Afamília alega que todas as informações que foram passadas pelos órgãos de comunicação social, à data, são falsas. Tanto quanto são, também, falsas, as publicações nas redes sociais, dando conta de que a menor se teria atirado do sétimo andar depois de descobrir, no dia do seu noivado, que o jovem de quem havia sido noiva era, na verdade, seu suposto irmão.
“Ela era apenas uma menina de 14 anos, como é possível serem verdades tais informações”, questiona a tia da malograda. Ademais, acrescenta, a foto da adolescente que circula nas redes sociais, que tem confundido a opinião pública, sugerindo que a mesma tenha sido tirada no dia do seu noivado, terá, na verdade, sido tirada no dia da celebração do seu aniversário, ocorrido no dia 5 de Fevereiro do corrente ano.
De acordo com que apurou o ‘O Crime’, Benedita Miguel vivia com a irmã mais velha e o cunhado, na centralidade do Sequele, bloco 11, edifício 33, apartamento 701 e frequentava a 7ª classe no Colégio n. º 4078, Pe.
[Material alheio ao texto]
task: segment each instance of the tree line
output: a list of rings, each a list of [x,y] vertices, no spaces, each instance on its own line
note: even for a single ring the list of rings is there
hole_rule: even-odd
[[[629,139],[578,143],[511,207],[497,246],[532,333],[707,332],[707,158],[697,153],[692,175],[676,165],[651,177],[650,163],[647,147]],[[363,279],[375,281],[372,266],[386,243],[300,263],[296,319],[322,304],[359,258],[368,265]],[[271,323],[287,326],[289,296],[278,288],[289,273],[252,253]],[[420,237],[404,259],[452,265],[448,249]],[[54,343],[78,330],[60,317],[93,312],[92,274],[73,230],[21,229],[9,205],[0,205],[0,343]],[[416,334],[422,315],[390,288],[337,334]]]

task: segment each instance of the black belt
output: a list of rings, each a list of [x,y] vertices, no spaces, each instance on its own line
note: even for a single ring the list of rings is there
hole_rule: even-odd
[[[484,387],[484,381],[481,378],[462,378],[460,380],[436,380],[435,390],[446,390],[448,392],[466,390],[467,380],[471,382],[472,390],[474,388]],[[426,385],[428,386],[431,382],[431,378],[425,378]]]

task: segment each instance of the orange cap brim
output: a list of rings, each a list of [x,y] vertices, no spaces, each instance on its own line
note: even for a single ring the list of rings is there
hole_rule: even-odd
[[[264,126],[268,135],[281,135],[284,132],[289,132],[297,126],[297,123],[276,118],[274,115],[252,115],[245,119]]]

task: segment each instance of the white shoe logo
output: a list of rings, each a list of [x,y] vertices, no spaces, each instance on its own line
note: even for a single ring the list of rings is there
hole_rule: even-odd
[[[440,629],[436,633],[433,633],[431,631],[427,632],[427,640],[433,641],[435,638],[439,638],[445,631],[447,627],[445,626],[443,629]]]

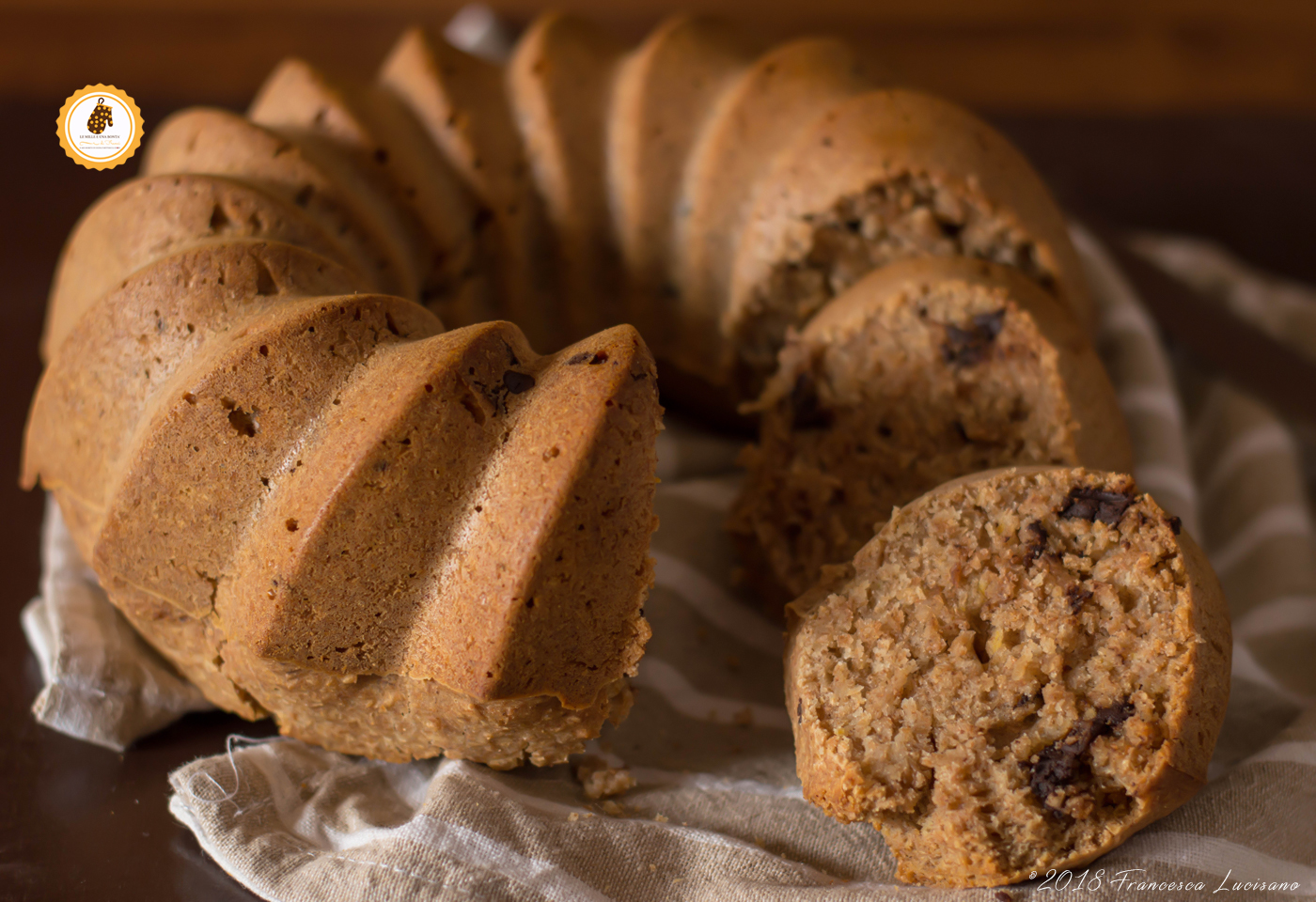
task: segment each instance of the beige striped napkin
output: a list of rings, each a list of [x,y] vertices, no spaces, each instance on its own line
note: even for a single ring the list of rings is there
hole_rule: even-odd
[[[1225,384],[1186,422],[1146,313],[1091,235],[1075,241],[1138,483],[1203,539],[1224,581],[1233,696],[1196,798],[1091,868],[1009,894],[1316,895],[1316,571],[1294,439]],[[290,902],[990,898],[898,884],[871,827],[801,799],[782,635],[737,596],[721,530],[734,452],[679,423],[662,437],[654,638],[630,718],[591,748],[629,769],[629,792],[590,801],[566,765],[391,765],[233,738],[171,774],[172,813],[237,880]]]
Ernesto Rafael.
Segundo as declarações de um membro da família, que preferiu não ser identificado, “a adolescente teve um sonho no domingo dia 4 de Abril, que a deixou mal disposta e se questionava sobre o que significava o referido sonho”. Entretanto, disse a mesma fonte, dois dias depois, isto é, na terça-feira 6 de Abril, a adolescente, juntamente com a irmã mais velha, desceram até ao rés-do-chão do edifício a fim de moer kizaca e, alguns minutos depois, a irmã mais velha pediu-a que fosse à loja comprar pimento, todavia, distraída, a adolescente acabou por comprar, também pepino. “Isso fez com que a irmã ralhasse com ela, pedindo que para a próxima ela tivesse mais atenção”, contou, para depois dizer que a adolescente regressou ao apartamento, e de lá seguiu para o seu quarto, de onde também se encontrava uma menor, de 10 anos, que estava de visita.
Esta menina, prosseguiu a fonte, ao ver a prima junto da janela pronto a jogar-se de cima a baixo, correu até à sala, onde estavam os demais familiares, dando conta da intenção da prima, mas, quando estes chegaram ao quarto, já a adolescente já havia consumado o suicídio. Lançando-se de uma altura de mais ou menos 150 metros, segundo dados do Serviço de Protecção Civil e Bombeiros, que fizeram a remoção do cadáver.
Os familiares da malograda, ouvido pela nossa reportagem, afirmam que a menor não tinha qualquer comportamento depressivo, sendo que era uma menina normal como qualquer outra da sua idade.
Outrossim, mostram-se bastante tristes e com mais perguntas do que respostas, querendo entender as razões que estiveram na base do suicídio da sua ente querida.